Of course, this couldn’t be further from the truth. The point of this guide is to dispel such misconceptions and introduce you to one of the most challenging and most rewarding forms of trading. Let’s begin.
Forex markets are similar to stock markets or commodities markets in the sense that you can engage in trading through a broker. However, most similarities end there. Unlike stocks or commodities, when you engage in forex trading, you’re trading currencies, hence the name foreign exchange.
In other words, you are buying or selling national currencies from all over the world. Because there is no centralized exchange, the markets are open at all times except for weekends.
How Is Profit Made In Forex?
Alright, so you’re buying and selling money — how exactly does that bring you any profit? There are two ways to make money in forex. One is to profit from changing exchange rates between two different currencies. The other is to make money by taking advantage of an interest rate differential between two currencies.
Making Money Through Exchange Rate Difference
Almost all money in the world is constantly fluctuating in terms of value. The rate of inflation, financial policy of the backer country, state of the economy, and many other factors all affect the current value of a currency.
The idea is to find a strong pair where one currency is relatively stable and the other shows some potential for oscillation. Then you buy low and sell high. It sounds simple, but it most definitely isn’t. With so many factors involved in forex trading, knowing when a currency will dip, why, and for how long can be challenging even for experienced traders.
Who Can Trade On Forex Markets?
The answer is anyone, as long as you have access to a broker. Brokers are there to give you access to global markets, while also equipping you with the necessary software, chart tools, and other services. Of course, all of this comes at a fee, which is often manageable.

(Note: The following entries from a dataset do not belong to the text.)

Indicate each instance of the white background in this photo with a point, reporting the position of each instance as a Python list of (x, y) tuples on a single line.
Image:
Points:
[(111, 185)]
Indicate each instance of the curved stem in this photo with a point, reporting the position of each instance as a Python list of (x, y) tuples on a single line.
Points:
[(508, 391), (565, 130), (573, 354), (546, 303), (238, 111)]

As long as you can register with a broker, you could be trading forex in Nigeria for example or any other place in the world where forex trading is legal. You should always check the laws and regulations regarding any kind of trading in your country. That way you’ll always be in full compliance with the law.
How to Find a Forex Broker?
Forex brokers are abundant, yet finding a good one isn’t as easy as selecting the first broker that pops up in Google. There are certain qualities that define a good broker. Most importantly, you’ll want someone who is tried and tested — a familiar name with a proven track record. New brokers with no reputation are a risk.
Although your account security is important, brokers are also defined by their ability to provide seamless trading. In other words, a broker who offers laggy software, incorrect currency pair information, and generally lacks real-time information is a broker you shouldn’t use. Forex trading sometimes requires you to make quick buy or sell orders based on volatile trading information. If you can’t execute such orders momentarily, you need to find a new broker. It’s as simple as that.
Can You Predict Prices of Currency Pairs?
The answer is a strong “it depends”. Forex, just like stock trading, is subject to technical analysis. This term represents a group of proven empirical methods and techniques you can use to extrapolate the potential future behavior of a currency pair, or stock, or commodity. Methods mentioned here include analysis of past price trends, historical patterns, and more.
For example, if a certain currency shows a consistent trend of opening low every 3rd week of the month, you can base your actions on that piece of information. Does that mean it will open low every single time that 3rd Monday of the month rolls by? That’s hard to tell, but odds are in your favor here.
What is a Trading Strategy?
Every trader approaches forex markets in a slightly different way. Everyone has their own idea of how they can make money in foreign exchange markets. A trading strategy is nothing more than your own way of making a profit with your portfolio. In most cases, there are defined elements to every strategy.
You’ll need to select the market that you’re most comfortable operating in, manage your exposure through limiting the percentage of your portfolio that gets invested in every position, determine entry and exit points, and then develop your own trading tactics.
The thing about trading strategies is that they change all the time, especially if you’re just starting out. There’s a steep learning curve to forex trading, and it involves plenty of trial and error. As you progress, you’ll learn what works for you and what doesn’t. It may take some time before you establish a trading strategy that has more than a 60% success rate.
What Are the Risks Involved?
The truth about forex is that the risks involved are what you allow them to be. In other words, you can only lose money that you’re willing to expose to risk. Most tragic forex stories revolve around people who took too big of a risk with the entirety of their portfolio, or utilized large amounts of leverage in their trades.
That’s not a forex issue, that’s a trader issue. If you limit your exposure, only tie down 30% of your portfolio, and play it smart, you can greatly reduce the risk of losing money. Even so, only trade with money you can lose and not sweat about it. In other words, don’t take your food budget for the month and deposit that into your forex account.
The best thing you can do is accept that any money you’ve put into your forex account is already lost, sort of like what you’d do with gambling. Treat it as such, and at least you’ll ensure you aren’t left in a bad spot if things go poorly.